Multi-disk failures: follow-up

By far the biggest criticism to that piece are the following two ideas.

That's what the background scan process is for. It comes across a bad sector, it reallocates the block. That gets rid of the bad block w-a-y early so you don't ever actually get this problem.

And

That never happens with ZFS. It checksums blocks so it'll even recover the lost data as it's reallocating it.

Which are both very true. That's exactly what those background scanning processes are for, to catch this exact kind of bit-rot before it gets bad enough to trigger the multi-disk failure case I illustrated. Those background processes are important.

Even so, they also have their own failure modes.

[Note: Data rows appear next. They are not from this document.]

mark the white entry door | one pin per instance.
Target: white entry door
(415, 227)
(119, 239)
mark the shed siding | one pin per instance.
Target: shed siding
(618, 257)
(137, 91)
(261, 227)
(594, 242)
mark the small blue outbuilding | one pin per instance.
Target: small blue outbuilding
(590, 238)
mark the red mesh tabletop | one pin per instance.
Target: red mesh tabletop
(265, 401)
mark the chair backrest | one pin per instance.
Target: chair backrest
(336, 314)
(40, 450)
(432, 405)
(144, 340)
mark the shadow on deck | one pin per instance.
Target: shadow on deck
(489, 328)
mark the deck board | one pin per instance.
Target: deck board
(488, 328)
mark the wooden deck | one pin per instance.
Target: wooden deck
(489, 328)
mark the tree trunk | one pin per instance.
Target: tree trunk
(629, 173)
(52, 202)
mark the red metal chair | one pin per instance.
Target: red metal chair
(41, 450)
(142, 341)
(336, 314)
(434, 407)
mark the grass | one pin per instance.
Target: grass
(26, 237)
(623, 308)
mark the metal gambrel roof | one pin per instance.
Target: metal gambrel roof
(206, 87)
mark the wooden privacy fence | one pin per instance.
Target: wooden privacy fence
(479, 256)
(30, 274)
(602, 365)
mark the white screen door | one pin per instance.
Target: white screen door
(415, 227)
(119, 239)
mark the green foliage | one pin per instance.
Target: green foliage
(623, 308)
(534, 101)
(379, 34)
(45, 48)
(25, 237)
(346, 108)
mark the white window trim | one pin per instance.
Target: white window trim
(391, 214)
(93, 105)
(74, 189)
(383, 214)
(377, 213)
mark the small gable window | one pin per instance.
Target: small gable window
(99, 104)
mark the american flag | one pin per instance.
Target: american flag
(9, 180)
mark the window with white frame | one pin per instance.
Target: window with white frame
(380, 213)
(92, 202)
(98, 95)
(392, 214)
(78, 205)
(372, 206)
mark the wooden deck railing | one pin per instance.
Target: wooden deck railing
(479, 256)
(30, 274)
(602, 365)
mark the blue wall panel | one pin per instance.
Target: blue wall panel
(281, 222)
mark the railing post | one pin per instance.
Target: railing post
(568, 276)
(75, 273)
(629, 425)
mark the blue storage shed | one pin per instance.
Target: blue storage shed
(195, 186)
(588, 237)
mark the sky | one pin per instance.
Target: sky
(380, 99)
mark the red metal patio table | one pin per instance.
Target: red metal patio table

  • Some only run when externally initiated I/O is quiet, which never happens for some arrays.
  • Some run constantly, but at low I/O priority. So for very big storage systems, each GB of space may only get scanned once a month if that often.
  • Some run just fine, thank you; they're just built wrong.
    • They only mark a sector is bad if it completely fails to read it; sectors that read just fine after the 1st or 2nd retry are passed.
    • They use an ERROR_COUNTER with thresholds set too high.
    • Successful retry-reads don't increment ERROR_COUNTER.
    • Scanning I/O doesn't use the same error-recovery heuristics as Recovery I/O. If Recovery I/O rereads a sector 16 times before declaring defeat, but Scanning only tries 3 times, you can hit an ERROR_COUNTER overflow during a RAID Recovery you didn't expect.
  • Some are only run on-demand (ZFS), and, well, never are. Or are run rarely because it's expensive.

I had mentioned I had seen this kind of fault recently. I have. My storage systems use just these background scanning processes, and it still happened to me.

Those background scanning processes are not perfect, even ZFS's. It's a balance between the ultimate paranoia of if there is any error ever, fail it! and the prudence of rebuilds are expensive, so only do them when we need to. Where your storage systems fall on that continuum is something you need to be aware of.

Disks age! Bad blocks tend to come in groups, so if each block is only getting scanned every few weeks, or worse every other month, a bad spot can take a disk out well before the scanning process detects it. This is the kind of problem that a system with 100 disks faces; back when it was a 24 disk system things worked fine, but as it grew and I/O loads increased those original 24 disks aren't scanned as often and they should be.


As I said at the end of the piece this only touches on one way you can get multi-disk failures. There are others, definitely.